En ese escenario recalentado, un hombre, Ratzinger, se va. Era el pastor del Señor, decían de él algunos, era el Espíritu Santo hecho hombre. Para otros, era un aristócrata frío y distante, un burócrata cuya principal misión era obstruir el menor atisbo de cambio.
Y, sin embargo, ese hombre quizá gris fue capaz de un gesto inaudito, anticipado por Nanni Moretti, quien con la intuición de los grandes artistas, había imaginado una ficción profética: en Habemus Papam (2011) soñó un papa que tiene miedo y antes de convertirse en ícono baja a la calle y se mezcla con las personas comunes, se sumerge en la locura, la miserabilidad y el extravío del mundo. Lo hace con estupor y quizá con piedad.
Ahora, a esta escena contemporánea, se agregará un elemento nuevo. En un convento, habrá un hombre solo. Alguien que lo tuvo todo y ahora no tendrá nada. Un hombre se quedará encerrado en una habitación, entregado a la oración, el pensamiento y la escritura. Hubiera sido mejor, quizá, que ese hombre volviera a ser un párroco en alguna pequeña iglesia de Baviera, dialogando y confortando a los pequeños seres. Alguna vez así será. Alguna vez el poder será intercambiable y habitual, ni privilegio ni servidumbre.
Por el momento, Ratzinger, voluntariamente, pasará a estar recluido no ya por su propia decisión o por la decadencia de su salud -muchos dictadores o meros detentadores del poder siguen en el podio aun cuando les quede poca vida- sino porque si así no lo hiciera, sería perseguido por la prensa omnipresente. Es un testigo del poder que conoce secretos que no puede revelar.

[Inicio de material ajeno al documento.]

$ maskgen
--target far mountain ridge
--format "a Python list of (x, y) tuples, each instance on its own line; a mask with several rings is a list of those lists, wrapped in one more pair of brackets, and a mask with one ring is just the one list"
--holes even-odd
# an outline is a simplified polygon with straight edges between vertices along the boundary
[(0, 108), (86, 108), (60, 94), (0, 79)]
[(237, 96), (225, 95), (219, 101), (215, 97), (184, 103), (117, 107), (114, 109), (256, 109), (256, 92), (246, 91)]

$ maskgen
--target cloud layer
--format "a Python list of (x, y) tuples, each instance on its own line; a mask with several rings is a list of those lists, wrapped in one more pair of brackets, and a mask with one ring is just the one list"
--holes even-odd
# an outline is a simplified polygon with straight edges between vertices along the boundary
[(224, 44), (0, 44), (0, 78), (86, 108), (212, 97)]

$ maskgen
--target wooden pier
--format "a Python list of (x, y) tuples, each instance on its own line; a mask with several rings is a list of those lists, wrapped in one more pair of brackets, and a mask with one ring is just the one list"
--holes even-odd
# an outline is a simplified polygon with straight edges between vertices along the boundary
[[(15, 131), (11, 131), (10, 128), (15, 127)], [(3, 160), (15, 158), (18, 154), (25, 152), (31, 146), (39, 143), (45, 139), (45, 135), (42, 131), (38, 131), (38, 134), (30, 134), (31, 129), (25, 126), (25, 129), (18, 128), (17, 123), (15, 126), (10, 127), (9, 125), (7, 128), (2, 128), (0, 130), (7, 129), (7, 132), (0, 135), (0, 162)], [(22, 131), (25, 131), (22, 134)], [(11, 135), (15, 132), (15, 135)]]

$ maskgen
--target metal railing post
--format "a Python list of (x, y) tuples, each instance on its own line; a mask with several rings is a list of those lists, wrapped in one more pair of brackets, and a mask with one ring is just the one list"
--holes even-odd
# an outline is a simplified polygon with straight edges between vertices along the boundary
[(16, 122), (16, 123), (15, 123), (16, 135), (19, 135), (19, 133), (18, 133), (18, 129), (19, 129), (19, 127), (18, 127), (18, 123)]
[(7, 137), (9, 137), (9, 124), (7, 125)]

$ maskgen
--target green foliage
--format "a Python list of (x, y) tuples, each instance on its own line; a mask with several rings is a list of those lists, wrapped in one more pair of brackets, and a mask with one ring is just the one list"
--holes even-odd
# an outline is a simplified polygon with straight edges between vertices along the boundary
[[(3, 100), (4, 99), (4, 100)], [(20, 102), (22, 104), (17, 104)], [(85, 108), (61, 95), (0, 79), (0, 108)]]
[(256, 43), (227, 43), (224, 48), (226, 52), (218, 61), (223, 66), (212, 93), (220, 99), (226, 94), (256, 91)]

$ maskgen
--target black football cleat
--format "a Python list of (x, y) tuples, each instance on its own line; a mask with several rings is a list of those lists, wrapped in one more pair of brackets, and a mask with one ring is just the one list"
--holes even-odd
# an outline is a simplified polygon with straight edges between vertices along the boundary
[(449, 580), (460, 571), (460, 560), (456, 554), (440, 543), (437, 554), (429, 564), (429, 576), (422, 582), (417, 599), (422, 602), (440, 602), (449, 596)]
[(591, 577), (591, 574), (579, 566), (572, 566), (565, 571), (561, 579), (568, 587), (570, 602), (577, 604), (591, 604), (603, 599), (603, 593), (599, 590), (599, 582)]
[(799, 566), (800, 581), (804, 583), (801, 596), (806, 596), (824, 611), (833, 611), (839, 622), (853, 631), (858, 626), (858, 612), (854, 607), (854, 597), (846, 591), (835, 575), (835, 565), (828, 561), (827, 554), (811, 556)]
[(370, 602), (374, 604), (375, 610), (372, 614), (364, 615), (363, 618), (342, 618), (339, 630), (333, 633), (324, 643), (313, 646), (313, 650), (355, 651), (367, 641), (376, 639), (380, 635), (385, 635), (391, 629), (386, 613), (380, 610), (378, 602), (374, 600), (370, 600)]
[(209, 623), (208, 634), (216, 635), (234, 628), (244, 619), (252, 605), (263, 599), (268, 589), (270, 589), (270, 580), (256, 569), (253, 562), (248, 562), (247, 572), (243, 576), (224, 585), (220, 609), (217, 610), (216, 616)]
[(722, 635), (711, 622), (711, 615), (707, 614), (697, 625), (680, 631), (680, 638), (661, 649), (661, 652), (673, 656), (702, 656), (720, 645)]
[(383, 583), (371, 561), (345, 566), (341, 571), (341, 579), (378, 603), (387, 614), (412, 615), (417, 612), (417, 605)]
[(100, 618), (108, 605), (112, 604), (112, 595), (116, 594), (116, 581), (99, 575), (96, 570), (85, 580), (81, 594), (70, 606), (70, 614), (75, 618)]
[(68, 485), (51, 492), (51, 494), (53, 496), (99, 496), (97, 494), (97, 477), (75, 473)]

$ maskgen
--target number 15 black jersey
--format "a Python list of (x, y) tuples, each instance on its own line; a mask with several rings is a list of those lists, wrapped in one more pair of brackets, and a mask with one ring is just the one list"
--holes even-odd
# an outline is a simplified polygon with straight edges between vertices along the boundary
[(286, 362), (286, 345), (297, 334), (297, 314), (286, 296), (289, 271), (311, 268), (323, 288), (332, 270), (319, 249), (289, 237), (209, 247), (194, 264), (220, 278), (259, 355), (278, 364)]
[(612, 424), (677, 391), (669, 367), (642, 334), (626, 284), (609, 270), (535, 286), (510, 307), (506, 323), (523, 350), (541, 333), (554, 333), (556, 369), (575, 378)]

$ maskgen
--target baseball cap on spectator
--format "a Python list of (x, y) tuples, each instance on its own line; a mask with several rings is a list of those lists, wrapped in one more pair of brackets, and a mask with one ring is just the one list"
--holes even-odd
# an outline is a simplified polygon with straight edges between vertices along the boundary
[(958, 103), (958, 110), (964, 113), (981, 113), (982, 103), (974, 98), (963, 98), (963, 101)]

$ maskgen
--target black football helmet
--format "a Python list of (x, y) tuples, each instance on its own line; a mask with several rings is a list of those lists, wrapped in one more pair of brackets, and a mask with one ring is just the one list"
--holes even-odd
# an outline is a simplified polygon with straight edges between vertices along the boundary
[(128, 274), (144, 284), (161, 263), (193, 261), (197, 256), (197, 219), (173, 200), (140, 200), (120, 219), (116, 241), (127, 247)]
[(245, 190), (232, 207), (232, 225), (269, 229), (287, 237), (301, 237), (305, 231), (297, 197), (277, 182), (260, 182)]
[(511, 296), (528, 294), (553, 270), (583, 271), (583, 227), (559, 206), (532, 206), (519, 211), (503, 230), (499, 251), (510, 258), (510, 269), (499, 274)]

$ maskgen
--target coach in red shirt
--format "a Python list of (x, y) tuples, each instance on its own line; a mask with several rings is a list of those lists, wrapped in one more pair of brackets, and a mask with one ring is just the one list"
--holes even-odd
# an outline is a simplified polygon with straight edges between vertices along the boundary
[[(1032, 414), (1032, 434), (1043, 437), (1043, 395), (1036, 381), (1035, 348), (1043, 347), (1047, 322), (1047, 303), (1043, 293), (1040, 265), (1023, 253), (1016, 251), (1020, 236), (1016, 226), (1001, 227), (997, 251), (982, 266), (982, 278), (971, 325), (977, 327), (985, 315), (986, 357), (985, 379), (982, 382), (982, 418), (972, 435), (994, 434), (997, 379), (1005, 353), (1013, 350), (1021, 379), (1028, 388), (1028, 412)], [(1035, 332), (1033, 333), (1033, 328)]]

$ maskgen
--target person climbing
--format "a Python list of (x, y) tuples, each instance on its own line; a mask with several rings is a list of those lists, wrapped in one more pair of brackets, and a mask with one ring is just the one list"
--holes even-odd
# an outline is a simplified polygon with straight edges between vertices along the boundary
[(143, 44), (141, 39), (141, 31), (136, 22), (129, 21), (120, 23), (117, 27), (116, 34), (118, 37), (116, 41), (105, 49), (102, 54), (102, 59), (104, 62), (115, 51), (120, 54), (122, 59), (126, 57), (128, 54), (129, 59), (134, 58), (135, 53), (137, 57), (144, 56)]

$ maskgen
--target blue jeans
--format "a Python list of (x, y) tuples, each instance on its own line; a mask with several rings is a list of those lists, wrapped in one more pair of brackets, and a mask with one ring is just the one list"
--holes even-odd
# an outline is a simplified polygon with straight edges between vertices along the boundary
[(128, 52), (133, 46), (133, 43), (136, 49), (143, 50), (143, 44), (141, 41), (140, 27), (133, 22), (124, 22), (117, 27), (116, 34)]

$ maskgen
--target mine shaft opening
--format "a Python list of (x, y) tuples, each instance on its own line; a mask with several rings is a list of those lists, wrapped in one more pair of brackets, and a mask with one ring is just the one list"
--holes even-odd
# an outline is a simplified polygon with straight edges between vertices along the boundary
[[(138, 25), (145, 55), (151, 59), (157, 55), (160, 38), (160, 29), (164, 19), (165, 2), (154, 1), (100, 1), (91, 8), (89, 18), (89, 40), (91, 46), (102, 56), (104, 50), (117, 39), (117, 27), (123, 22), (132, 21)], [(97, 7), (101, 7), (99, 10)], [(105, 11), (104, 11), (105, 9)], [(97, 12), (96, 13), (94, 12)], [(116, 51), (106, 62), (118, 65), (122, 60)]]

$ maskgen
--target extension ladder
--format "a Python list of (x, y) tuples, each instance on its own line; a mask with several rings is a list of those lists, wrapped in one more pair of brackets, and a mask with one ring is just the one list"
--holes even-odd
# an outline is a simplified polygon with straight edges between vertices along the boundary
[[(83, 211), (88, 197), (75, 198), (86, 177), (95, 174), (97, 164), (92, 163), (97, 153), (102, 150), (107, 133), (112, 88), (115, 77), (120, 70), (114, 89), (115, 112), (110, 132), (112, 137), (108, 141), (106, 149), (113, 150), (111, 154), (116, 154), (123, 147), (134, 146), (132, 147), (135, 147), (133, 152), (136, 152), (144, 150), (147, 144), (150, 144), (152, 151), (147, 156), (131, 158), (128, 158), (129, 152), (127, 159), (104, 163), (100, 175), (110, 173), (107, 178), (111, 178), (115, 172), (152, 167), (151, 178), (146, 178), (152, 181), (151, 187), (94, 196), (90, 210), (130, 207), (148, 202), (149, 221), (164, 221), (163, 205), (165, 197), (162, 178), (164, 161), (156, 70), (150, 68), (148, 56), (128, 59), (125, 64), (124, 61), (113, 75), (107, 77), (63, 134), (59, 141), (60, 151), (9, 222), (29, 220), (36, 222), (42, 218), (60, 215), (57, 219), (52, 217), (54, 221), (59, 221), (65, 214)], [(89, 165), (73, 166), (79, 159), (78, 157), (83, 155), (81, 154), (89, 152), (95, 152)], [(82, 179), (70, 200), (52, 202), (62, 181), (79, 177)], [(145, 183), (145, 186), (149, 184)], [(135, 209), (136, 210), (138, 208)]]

¿Qué podemos hacer o decir nosotros, ciudadanos cualesquiera de un país del sur del mundo, ante situaciones como éstas? Podemos hacer lo mismo que ya hicimos el 13-S o el 8-N, cuando le dijimos no a la re-reelección. A saber, salir a la calle a ratificar con tranquilidad y firmeza que el poder no da derechos especiales. Nuestra Presidenta aseguró hace pocos meses, y nada menos que en las Naciones Unidas, que no tomaría una decisión sobre crímenes impunes como los de AMIA sin consultar a los representantes del pueblo y a los deudos de las víctimas. Ahora ha ordenado lo contrario. ¿Qué podemos hacer? Podemos manifestarnos y decirle al poder: No. La calle puede decir no. Los ciudadanos de a pie, en la calle o en la intimidad, en nuestra conciencia, podemos decir no.
El gesto de Ratzinger, sostiene el filósofo Paolo Flores d'Arcais, desacralizó el papado. Un hombre que tenía todo el poder lo ha dejado, ha vuelto a la calle. No pasa nada. El camino es fatal como una flecha, decía Borges, pero en las grietas está Dios, que acecha.